SpaceX Falcon 9 rocket after it lifted off from Kennedy Space Center in Cape Canveral, Florida
SpaceX Falcon 9 rocket after it lifted off from Kennedy Space Center in Cape Canveral, Florida © AP

SpaceX on Thursday became the first space company to use a recycled rocket to send a payload into orbit, paving the way for a sharp drop in launch costs that is a key part of its long-term plan to carry passengers to Mars.

The Los Angeles-based company sent a rocket into orbit using a main booster stage that first flew on April 6 last year. It also succeeded in landing the same rocket stage for a second time, laying the groundwork for using each of its rockets 10 times or more.

Elon Musk, the company’s founder, called the latest mission “an amazing day for space as a whole, for the space industry. It means you can fly and refly an orbit class booster.”

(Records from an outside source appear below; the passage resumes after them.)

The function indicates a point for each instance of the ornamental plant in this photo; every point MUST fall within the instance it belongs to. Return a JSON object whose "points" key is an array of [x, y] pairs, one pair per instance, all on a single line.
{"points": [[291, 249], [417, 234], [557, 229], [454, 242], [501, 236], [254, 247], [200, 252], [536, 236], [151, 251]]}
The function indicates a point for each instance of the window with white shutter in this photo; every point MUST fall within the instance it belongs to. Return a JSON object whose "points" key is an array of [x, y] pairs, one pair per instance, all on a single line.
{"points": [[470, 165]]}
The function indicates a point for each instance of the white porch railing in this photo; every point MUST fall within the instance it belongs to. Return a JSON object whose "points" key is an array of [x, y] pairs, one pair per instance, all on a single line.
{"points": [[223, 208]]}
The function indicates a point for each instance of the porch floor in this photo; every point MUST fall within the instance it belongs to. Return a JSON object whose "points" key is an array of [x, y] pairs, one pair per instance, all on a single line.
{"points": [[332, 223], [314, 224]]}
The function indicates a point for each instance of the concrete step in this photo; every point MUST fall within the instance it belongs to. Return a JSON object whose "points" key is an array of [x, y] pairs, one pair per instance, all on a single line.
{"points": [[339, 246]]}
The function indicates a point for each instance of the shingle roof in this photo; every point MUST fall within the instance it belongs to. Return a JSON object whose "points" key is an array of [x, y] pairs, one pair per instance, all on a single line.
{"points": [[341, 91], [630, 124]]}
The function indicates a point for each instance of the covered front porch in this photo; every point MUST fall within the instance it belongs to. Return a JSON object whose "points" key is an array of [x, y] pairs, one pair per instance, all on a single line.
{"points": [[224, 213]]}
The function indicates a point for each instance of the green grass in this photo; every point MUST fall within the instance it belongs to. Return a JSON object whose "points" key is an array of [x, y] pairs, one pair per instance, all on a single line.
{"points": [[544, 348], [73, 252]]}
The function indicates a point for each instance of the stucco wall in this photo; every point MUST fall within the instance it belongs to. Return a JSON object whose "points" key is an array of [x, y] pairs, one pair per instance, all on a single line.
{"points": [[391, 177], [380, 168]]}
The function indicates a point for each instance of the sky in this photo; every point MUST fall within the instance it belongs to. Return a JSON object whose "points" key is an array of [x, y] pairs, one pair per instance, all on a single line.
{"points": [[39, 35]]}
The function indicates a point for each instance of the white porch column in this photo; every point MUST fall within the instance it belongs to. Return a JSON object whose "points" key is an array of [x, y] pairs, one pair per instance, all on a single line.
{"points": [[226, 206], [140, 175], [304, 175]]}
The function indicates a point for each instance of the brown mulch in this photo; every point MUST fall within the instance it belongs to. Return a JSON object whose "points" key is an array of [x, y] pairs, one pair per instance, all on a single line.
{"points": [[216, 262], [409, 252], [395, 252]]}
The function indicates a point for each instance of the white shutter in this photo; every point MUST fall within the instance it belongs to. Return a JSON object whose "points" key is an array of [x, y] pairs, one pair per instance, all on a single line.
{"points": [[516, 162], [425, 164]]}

Finding a way to reuse its rockets has been a central part of SpaceX’s attempt to reduce the cost of reaching orbit and expanding the market for private space flight. “It’s been 15 years to get to this point. It’s taken us a long time, a lot of difficult steps along the way,” Mr Musk said.

epa05879999 A handout photo made available by SpaceX shows the launch of the Falcon 9 rocket at the Kennedy Space Center near Cape Canaveral, Florida, USA, 30 March 2017. The Falcon 9 rocket is the first pre-flown rocket to be reused as a booster into space. The rocket carried the SES-10 communications satellite into orbit.  EPA/SPACEX / HANDOUT  HANDOUT

Blue Origin, the private space company of Amazon founder Jeff Bezos, was the first to reuse a rocket when the booster of one of its New Shepard rockets flew for a second time early last year. The same rocket was used three more times after that. But Blue Origin’s rocket is designed to send a payload only to the edge of space, short of the orbit that SpaceX reaches.

With nine Merlin engines and a fuel tank that stands 14 storeys high, SpaceX said the first stage accounted for about 80 per cent of the cost of one of its Falcon 9 rockets. It put the total cost of a launch of a non-reusable rocket at $62m, of which only some $200,000-$300,000 is the cost of fuel — an indication of the huge costs of using a rocket only once.

Gwynne Shotwell, SpaceX’s chief operating officer, has estimated that reusing the rocket could cut the cost of a flight by 30 per cent. Getting the full use out of its rockets could eventually bring the price of a ticket to Mars down to $100,000, the company said on Thursday. “We’re not one-way trip to Mars people,” Ms Shotwell said.

Although it has taken nearly a year to put the rocket into space a second time, SpaceX said that only four months of that time was needed to test and refit the rocket to get it ready for a second flight. Ms Shotwell said the goal was to reduce this turnround time to less than a day, so that reuse would be as routine as it is today for aircraft.

SpaceX does not attempt to recover the upper, second stage of its rocket, though Mr Musk has said future rocket systems may be redesigned to reuse this section as well.

Thursday’s launch was made from the Kennedy Space Center in Florida, where SpaceX has taken a 20-year lease on the launch pad where the first human flight to the moon began. The rocket was carrying a payload for Luxembourg-based satellite communications company SES.